MQ remote command execution 9.2.1.0

[JakeReise]

Using MQ version 9.2.1.0 we have removed the use of local user IDs and now are using TLS mapping inside MQ to map connections to non-existent users that we run auth commands against. This is working as expected. The issue/concern comes from running an oc exec command to do the runmqsc command i.e. display a queue manager. In this case MQ is seeing that execution as someone coming in as the same user that is on the channel, but in the oc exec it should be executing locally as the random user id. In fact when running oc exec whoami I get the random user id. So I need to understand how someone could use the oc exec command to circumvent the SSLPEERMAP to a user id that doesnt exit. I can provide logs or answer any questions you have regarding this.

[parrobe]

Hi @JakeReise,

SSLPEERMAPs relate to client applications connecting directly to IBM MQ. From what you've said here it sounds like you've set up your MQ channels to block any clients that don't connect with known TLS Certificates and those that do connect are mapped to a specific userid(s). Any runmqsc clients connected remotely via runmqsc -c will connect via a channel and so have permissions to execute commands based off the user authorities you have defined for whichever user it gets mapped to.

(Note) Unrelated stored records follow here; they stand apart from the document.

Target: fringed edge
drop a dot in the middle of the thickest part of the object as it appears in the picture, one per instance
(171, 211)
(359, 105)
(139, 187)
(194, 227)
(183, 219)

oc exec does not relate to IBM MQ and is more closely associated with the container that IBM MQ is running in. Think of it similar to running a SSH command to login to a remote machine and run commands against the Operating system. So when you run oc exec runmqsc it will open a terminal to the container and run the local runmqsc which binds to MQ locally as the user that the container (and MQ) is running as. Because it is the user that is running the queue manager (and effectively in the mqm group) it will have administrative authorities. This is the user you see when you run oc exec whoami.

Because clients connecting via channels do not have capability to run system commands (such as whoami) and because oc exec is the same as SSH(ing) into a machine to run a command i don't believe there is a remote command execution bug here. If you want to prevent users from being able to run commands via oc exec then you have to configure OpenShift so that only the users that should be able to be able to access the container have the RoleBinding that allows them to run oc exec If you want to prevent that random user from accessing your MQ, then locally you cannot because it is needed by IBM MQ to access the underlying filesystem. To prevent it remotely you would need to look at blocking all administrators from connecting remotely except for ones that you know about. A Channel Authentication rule of BLOCKUSER('*') USERLIST('*MQADMIN') will block any client from connecting that try to connect as an administrative user. You can then override this rule as you see fit for how you want your administrators to connect (if at all).

I hope this helps and that i've not misunderstood something.

[JakeReise]

So I think I figured out how it is mapping me to a non-existent user, but I don't know why. The command I ran is below

oc exec mi9210-0 echo "dis chl(*)"|runmqsc MI9210

Where mi9210-0 is the pod name and MI9210 is the queue manager name. It goes out to the pod and runs the command as app1 id via tls mapping. Not sure why it is using the mq channel to run this command. I realized that I have environment variables pointing to that pod and queue manager for a client. So I have MQCHLLIB, MQCHLTAB, MQSSLKEYR. So I run the above command on my desktop and I get unauthorized for app1 to display those channels. That is fine, I haven't done auth records for app1 to do that, what I dont understand is why the presence of those environment variables affects the oc exec command. Once I remove those, the command tries to just execute locally and fails because there is no queue manager locally. I also go onto the pod and run the below command and it works as expected as the random user id has the authority.

echo "dis chl(*)"|runmqsc MI9210

I know the below command will work locally and remotely running as the random user and not utilizing the MQ environment variables. I just was clarification as to why the original command forcefully uses the environment variables if they are present.

echo "dis chl(*)" | oc exec -it mi9210-0 -- runmqsc

I am probably just confused on the pipe ordering in the command, I am just trying to understand how those variables are being utilized when I am not explicitly calling them.